她脱了鹿皮靴慢慢从背后靠近,趁那小家伙不备一把把它抓住,“快,取笼子来。”
小家伙激动地在暮云怀里挣扎,小环飞快从屋内取了笼子来,两人一顿操作才把松鼠关进笼子里。
这时小环三人对着她拍手称赞起来。
“你们去拿些干果来喂它,它受了惊吓你们小点声别吓着它。”暮云让小环她们提着笼子进屋去,她转身去找她那靴子,这会子脚底冰凉她踩在雪地里像被针扎一样。
“呵,方才打雪仗了不成?还脱了鞋袜也不知道冷么?”裴衍不知何时进来了,手上还提着她那双鹿皮靴子。
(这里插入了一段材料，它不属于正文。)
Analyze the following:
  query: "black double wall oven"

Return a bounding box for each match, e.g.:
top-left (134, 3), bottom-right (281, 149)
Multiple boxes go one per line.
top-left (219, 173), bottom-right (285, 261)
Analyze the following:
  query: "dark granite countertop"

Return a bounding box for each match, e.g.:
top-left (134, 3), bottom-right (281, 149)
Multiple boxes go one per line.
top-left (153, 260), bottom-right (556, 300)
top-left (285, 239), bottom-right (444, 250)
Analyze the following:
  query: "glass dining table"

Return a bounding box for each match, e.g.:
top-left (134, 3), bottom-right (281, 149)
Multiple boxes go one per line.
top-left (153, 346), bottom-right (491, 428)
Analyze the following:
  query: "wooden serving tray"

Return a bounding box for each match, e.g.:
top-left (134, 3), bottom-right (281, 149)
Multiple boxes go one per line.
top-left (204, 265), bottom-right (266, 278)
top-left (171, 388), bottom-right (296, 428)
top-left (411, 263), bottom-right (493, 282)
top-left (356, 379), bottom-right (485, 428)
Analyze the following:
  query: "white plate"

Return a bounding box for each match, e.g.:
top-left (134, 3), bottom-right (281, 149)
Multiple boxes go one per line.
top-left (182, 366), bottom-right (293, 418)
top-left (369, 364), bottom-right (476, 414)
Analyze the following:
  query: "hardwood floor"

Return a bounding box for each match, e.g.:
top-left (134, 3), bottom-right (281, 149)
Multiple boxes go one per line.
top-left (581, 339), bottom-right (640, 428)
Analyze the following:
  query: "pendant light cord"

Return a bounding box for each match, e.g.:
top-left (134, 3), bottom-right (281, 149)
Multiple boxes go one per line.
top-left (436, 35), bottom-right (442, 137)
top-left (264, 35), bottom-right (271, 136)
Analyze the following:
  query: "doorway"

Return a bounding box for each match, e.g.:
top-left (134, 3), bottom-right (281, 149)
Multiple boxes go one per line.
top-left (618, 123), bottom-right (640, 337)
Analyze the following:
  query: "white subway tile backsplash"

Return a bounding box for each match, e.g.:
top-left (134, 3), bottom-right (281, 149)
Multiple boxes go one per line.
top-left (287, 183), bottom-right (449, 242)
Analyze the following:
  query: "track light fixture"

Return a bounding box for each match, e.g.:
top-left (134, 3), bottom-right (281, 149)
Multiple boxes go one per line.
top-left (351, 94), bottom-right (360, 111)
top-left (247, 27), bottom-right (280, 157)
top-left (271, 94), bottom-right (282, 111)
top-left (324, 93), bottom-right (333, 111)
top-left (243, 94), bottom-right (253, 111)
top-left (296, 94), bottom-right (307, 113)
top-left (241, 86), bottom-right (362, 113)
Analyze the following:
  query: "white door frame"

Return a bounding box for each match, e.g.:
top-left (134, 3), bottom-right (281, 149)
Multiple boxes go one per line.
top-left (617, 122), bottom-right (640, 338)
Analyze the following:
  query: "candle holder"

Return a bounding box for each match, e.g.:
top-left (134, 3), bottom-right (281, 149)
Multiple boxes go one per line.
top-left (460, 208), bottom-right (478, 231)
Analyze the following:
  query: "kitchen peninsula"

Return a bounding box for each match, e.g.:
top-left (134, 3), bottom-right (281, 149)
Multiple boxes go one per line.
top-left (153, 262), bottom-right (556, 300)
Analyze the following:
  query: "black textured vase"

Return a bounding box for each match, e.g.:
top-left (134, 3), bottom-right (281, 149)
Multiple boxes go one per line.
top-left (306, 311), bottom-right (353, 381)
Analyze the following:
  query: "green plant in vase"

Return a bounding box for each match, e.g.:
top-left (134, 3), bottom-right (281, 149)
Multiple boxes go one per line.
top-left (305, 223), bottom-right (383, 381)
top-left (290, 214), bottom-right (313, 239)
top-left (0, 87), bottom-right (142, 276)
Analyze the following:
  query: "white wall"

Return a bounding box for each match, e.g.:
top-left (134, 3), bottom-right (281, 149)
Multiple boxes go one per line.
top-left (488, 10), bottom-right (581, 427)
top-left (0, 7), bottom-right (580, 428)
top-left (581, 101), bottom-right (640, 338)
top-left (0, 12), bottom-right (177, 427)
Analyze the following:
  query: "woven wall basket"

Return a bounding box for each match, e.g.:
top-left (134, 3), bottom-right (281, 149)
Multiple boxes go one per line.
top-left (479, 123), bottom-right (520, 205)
他皱着眉头见暮云光脚怏怏地站在雪地里。听见了他的话还捏着袖口,像是做了错事的孩子一样。
暮云垂着眼,没敢直视他。心道他怎么来了,不会是发现了她去刑狱牢里见沙末汗了吧?
“怎么了?”裴衍还提着她的靴子,靠近她时见她还低着头看自己的脚。
暮云紧张地心砰砰直跳,她回过神来拿过那双鹿皮靴子蹲下就要穿上。
只见此时裴衍也蹲了下来,手摁住她的动作,反而平静地道:“袜子都湿了,你这会子穿上会着凉的,你今日怎魂不守舍的?”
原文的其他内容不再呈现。